Look what MD Anderson's up to. Nice of them to do research when a Company already holds the patent to the wild type and modified strain. Nice to see them join the list of researchers, U of Alabama, U of Minn & a few others now looking at the reovirus.
MD Anderson's technology commercialization description has some errors however. It incorrectly assumes that the wild type has not been used in animal models intravenously.
www2.mdanderson.org
Development of a Novel Reoviral Oncolytic Therapy for Hematologic Malignancy
Background
Mutations in the RAS oncogene appear to be the primary derangement driving malignant growth in approximately 30% of all cancers. Acute myelogenous leukemias have mutated RAS in 25 to 44% of cases. One major focus of current cancer research is targeting RAS positive cells for destruction. Recently it has been realized that viruses of the genus reovirus will actively replicate and spread within tumors that are RAS positive. In healthy individuals, infection of reovirus is usually asymptomatic. The high efficacy in tumor lysis coupled with the low apparent toxicity to normal hosts offers the potential for a new avenue in the treatment of cancer. The American Cancer Society estimates there will be over 1 million new cases of cancer in the United States in 2002, with 60,000 of them attributed to various leukemias.
Competitive Advantages
Previous publications have demonstrated the antitumor effect of reovirus when the virus is given by the intratumoral route. Although the intratumoral route is useful for demonstrating the potential of the system in animal models, it would not be applicable to leukemia and it would not be broadly applicable in the setting of solid tumors where the location and accessibility of metastatic lesions may limit this approach. An MD Anderson scientist has developed a modification of reovirus that can be administered intravenously rather than intratumorally. Preclinical studies have clearly demonstrated increased retention of the virus (versus the unmodified virus) in the circulation, low toxicity of the virus, and the ability of the virus to lyse RAS positive tumor cells in vitro and in vivo. Additional work in SCID mice is in progress. Advantages of the modification include preserved infectivity, blocked antibody interference, and prolonged clearance.

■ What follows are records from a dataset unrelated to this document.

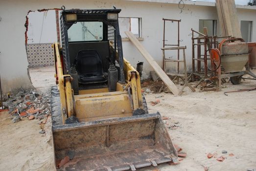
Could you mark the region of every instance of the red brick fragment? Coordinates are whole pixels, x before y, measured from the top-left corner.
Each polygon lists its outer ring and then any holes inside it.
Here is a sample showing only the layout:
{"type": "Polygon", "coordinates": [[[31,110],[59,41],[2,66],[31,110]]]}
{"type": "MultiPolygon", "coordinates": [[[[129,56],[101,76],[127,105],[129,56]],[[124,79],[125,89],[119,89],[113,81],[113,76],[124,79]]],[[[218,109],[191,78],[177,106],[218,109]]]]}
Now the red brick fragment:
{"type": "Polygon", "coordinates": [[[177,144],[174,144],[174,148],[176,149],[178,152],[180,152],[182,150],[182,148],[177,144]]]}
{"type": "Polygon", "coordinates": [[[25,117],[27,116],[27,113],[25,111],[23,111],[20,113],[20,116],[21,117],[25,117]]]}
{"type": "Polygon", "coordinates": [[[37,113],[37,112],[38,112],[38,111],[39,111],[39,109],[37,108],[37,109],[35,109],[34,108],[34,107],[32,107],[31,108],[30,108],[29,109],[27,110],[26,110],[26,112],[28,114],[35,114],[35,113],[37,113]]]}
{"type": "Polygon", "coordinates": [[[169,118],[168,117],[162,117],[163,120],[168,120],[169,118]]]}
{"type": "Polygon", "coordinates": [[[186,153],[184,152],[180,152],[178,153],[178,156],[181,157],[186,157],[186,153]]]}
{"type": "Polygon", "coordinates": [[[8,109],[0,109],[0,113],[2,111],[8,111],[8,110],[9,110],[8,109]]]}
{"type": "Polygon", "coordinates": [[[32,120],[32,119],[35,119],[35,116],[34,116],[34,115],[30,115],[28,117],[28,120],[32,120]]]}
{"type": "Polygon", "coordinates": [[[207,157],[208,157],[208,158],[211,158],[211,157],[212,157],[214,155],[211,153],[210,152],[209,152],[208,153],[208,154],[207,154],[207,157]]]}
{"type": "Polygon", "coordinates": [[[223,162],[225,160],[225,157],[223,156],[220,156],[216,159],[219,162],[223,162]]]}
{"type": "Polygon", "coordinates": [[[30,105],[31,104],[32,104],[32,103],[31,103],[30,102],[27,102],[27,103],[26,103],[26,105],[30,105]]]}
{"type": "Polygon", "coordinates": [[[57,166],[57,167],[58,168],[60,168],[63,166],[64,166],[67,163],[70,161],[70,157],[68,156],[66,156],[64,157],[64,159],[61,160],[60,162],[58,164],[58,166],[57,166]]]}

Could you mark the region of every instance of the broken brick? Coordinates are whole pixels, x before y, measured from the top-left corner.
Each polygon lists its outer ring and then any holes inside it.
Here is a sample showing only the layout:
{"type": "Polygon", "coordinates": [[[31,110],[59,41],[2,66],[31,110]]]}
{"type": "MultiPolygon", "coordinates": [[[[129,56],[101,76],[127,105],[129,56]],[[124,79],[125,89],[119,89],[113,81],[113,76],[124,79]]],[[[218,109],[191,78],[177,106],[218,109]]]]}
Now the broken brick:
{"type": "Polygon", "coordinates": [[[163,120],[168,120],[169,119],[169,118],[168,117],[162,117],[163,120]]]}
{"type": "Polygon", "coordinates": [[[152,171],[160,171],[160,169],[155,169],[152,170],[152,171]]]}
{"type": "Polygon", "coordinates": [[[5,111],[8,111],[8,109],[0,109],[0,113],[5,111]]]}
{"type": "Polygon", "coordinates": [[[26,117],[27,116],[27,113],[25,111],[23,111],[20,113],[21,117],[26,117]]]}
{"type": "Polygon", "coordinates": [[[211,157],[212,157],[214,155],[209,152],[208,153],[208,154],[207,154],[207,157],[208,157],[208,158],[211,158],[211,157]]]}
{"type": "Polygon", "coordinates": [[[221,157],[218,157],[217,158],[216,158],[216,160],[217,160],[217,161],[218,161],[219,162],[223,162],[223,160],[225,160],[225,158],[223,156],[221,156],[221,157]]]}
{"type": "Polygon", "coordinates": [[[26,105],[31,105],[32,103],[31,103],[30,102],[27,102],[27,103],[26,103],[26,105]]]}
{"type": "Polygon", "coordinates": [[[13,110],[10,114],[12,115],[13,113],[18,113],[18,108],[16,108],[15,110],[13,110]]]}
{"type": "Polygon", "coordinates": [[[184,152],[180,152],[178,153],[178,156],[181,157],[186,157],[186,153],[184,152]]]}
{"type": "Polygon", "coordinates": [[[177,150],[178,152],[180,152],[182,150],[182,148],[181,148],[180,146],[177,145],[177,144],[174,144],[174,148],[177,150]]]}
{"type": "Polygon", "coordinates": [[[58,166],[57,166],[57,167],[58,168],[60,168],[62,166],[64,166],[67,163],[70,161],[70,157],[68,156],[66,156],[64,157],[64,159],[61,160],[60,162],[58,164],[58,166]]]}
{"type": "Polygon", "coordinates": [[[33,114],[37,113],[39,111],[39,109],[37,108],[35,109],[34,107],[32,107],[29,109],[26,110],[27,114],[33,114]]]}

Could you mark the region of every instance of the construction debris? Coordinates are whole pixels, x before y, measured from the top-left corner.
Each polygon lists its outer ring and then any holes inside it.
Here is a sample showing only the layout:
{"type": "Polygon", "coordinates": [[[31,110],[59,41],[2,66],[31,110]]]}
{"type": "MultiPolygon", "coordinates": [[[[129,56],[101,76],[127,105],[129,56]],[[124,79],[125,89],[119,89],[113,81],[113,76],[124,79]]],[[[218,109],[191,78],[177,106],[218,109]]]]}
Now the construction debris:
{"type": "Polygon", "coordinates": [[[130,31],[125,31],[124,32],[127,36],[131,42],[135,45],[138,50],[140,52],[142,56],[146,59],[150,65],[154,68],[159,77],[163,80],[168,88],[175,95],[179,95],[180,91],[176,86],[170,79],[168,76],[163,70],[158,63],[155,61],[154,58],[148,53],[142,44],[139,42],[134,35],[130,31]]]}
{"type": "Polygon", "coordinates": [[[60,161],[60,163],[57,166],[57,168],[60,168],[62,166],[64,166],[67,163],[70,161],[70,157],[68,156],[66,156],[64,158],[60,161]]]}
{"type": "Polygon", "coordinates": [[[221,152],[222,153],[222,154],[226,154],[228,153],[228,151],[227,151],[226,150],[223,150],[221,152]]]}
{"type": "Polygon", "coordinates": [[[223,156],[220,156],[216,158],[216,160],[219,162],[223,162],[225,160],[225,157],[223,156]]]}
{"type": "Polygon", "coordinates": [[[211,157],[212,157],[214,155],[213,154],[212,154],[211,153],[209,153],[208,154],[207,154],[207,157],[208,157],[208,158],[211,158],[211,157]]]}
{"type": "MultiPolygon", "coordinates": [[[[46,121],[50,114],[49,93],[49,91],[40,94],[34,89],[24,90],[22,89],[16,95],[11,95],[7,101],[3,102],[3,105],[8,108],[14,123],[26,117],[28,120],[46,119],[46,121]]],[[[46,121],[41,122],[40,124],[45,124],[46,121]]]]}

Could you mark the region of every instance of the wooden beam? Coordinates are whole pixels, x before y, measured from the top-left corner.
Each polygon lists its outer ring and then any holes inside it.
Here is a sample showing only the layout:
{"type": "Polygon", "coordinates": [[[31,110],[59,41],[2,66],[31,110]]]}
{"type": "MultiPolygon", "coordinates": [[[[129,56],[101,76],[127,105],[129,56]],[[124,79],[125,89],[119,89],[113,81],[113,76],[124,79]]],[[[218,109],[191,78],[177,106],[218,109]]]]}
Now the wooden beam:
{"type": "Polygon", "coordinates": [[[175,95],[177,96],[179,95],[180,91],[179,90],[179,89],[178,89],[178,87],[174,83],[172,82],[163,70],[151,55],[150,55],[142,45],[139,42],[134,35],[130,31],[126,31],[125,33],[131,42],[134,44],[134,45],[135,45],[141,55],[142,55],[151,66],[154,68],[157,74],[163,80],[163,83],[164,83],[168,88],[171,91],[172,93],[175,95]]]}
{"type": "Polygon", "coordinates": [[[223,36],[241,38],[242,34],[234,0],[215,0],[215,1],[223,36]]]}

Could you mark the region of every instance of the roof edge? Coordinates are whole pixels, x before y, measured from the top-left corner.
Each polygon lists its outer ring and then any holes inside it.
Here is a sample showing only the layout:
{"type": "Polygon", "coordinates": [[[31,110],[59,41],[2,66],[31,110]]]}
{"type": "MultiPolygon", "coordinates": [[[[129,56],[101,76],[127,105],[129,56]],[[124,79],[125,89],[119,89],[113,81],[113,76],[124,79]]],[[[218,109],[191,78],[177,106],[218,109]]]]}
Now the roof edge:
{"type": "MultiPolygon", "coordinates": [[[[173,3],[179,4],[180,0],[125,0],[125,1],[155,2],[161,3],[173,3]]],[[[207,6],[216,6],[215,2],[204,2],[202,1],[193,1],[191,0],[183,0],[186,5],[207,6]]],[[[256,10],[256,6],[249,6],[235,5],[236,8],[256,10]]]]}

utm-notes-db2.mdacc.tmc.edu
Jeffrey J. Tarrand, MD
Research Interests:
Antifungal agents, aspergillosis, reoviridae, leukemia
Translational work is also being done to develop a clinically useful reovirus therapeutic agent. Reoviruses exit cells only through cell lysis, and they exhibit no latent state. They grow in ras-positive cells and thus may be able to inhibit a wide variety of tumors. Fortunately, all normal cells constitutively express a double-stranded RNA recognition protein that, through a kinase cascade, can rapidly shut down viral replication. Thus, the therapeutic index for this live viral therapy is potentially high. We are currently attempting to adapt the virus for testing in a leukemia model.
bloodjournal.org
Reovirus therapy of lymphoid malignancies
Tommy Alain, Kensuke Hirasawa, Kelly J Pon, Sandra G Nishikawa, Stefan J Urbanski, Yvonna Auer, Joanne Luider, Anita Martin, Randal N Johnston, Anna Janowska-Wieczorek, Patrick W K Lee, and Anna E Kossakowska*
Cancer Biology Research Group, University of Calgary, Calgary, AB, Canada; Department of Pathology, University of Calgary, Calgary, AB, Canada
Department of Microbiology and Infectious Diseases, University of Calgary, Calgary, AB, Canada
Cancer Biology Research Group, University of Calgary, Calgary, AB, Canada; Calgary Laboratory Services, Calgary, AB, Canada; Department of Pathology, University of Calgary, Calgary, AB, Canada
Calgary Laboratory Services, Calgary, AB, Canada; Department of Pathology, University of Calgary, Calgary, AB, Canada
Calgary Laboratory Services, Calgary, AB, Canada
Cancer Biology Research Group, University of Calgary, Calgary, AB, Canada; Department of Medical Biochemistry, University of Calgary, Calgary, AB, Canada
Department of Medicine, University of Alberta, Edmonton, AB, Canada
Cancer Biology Research Group, University of Calgary, Calgary, AB, Canada; Department of Microbiology and Infectious Diseases, University of Calgary, Calgary, AB, Canada
* Corresponding author; email: anna.kossakowska@cls.ab.ca.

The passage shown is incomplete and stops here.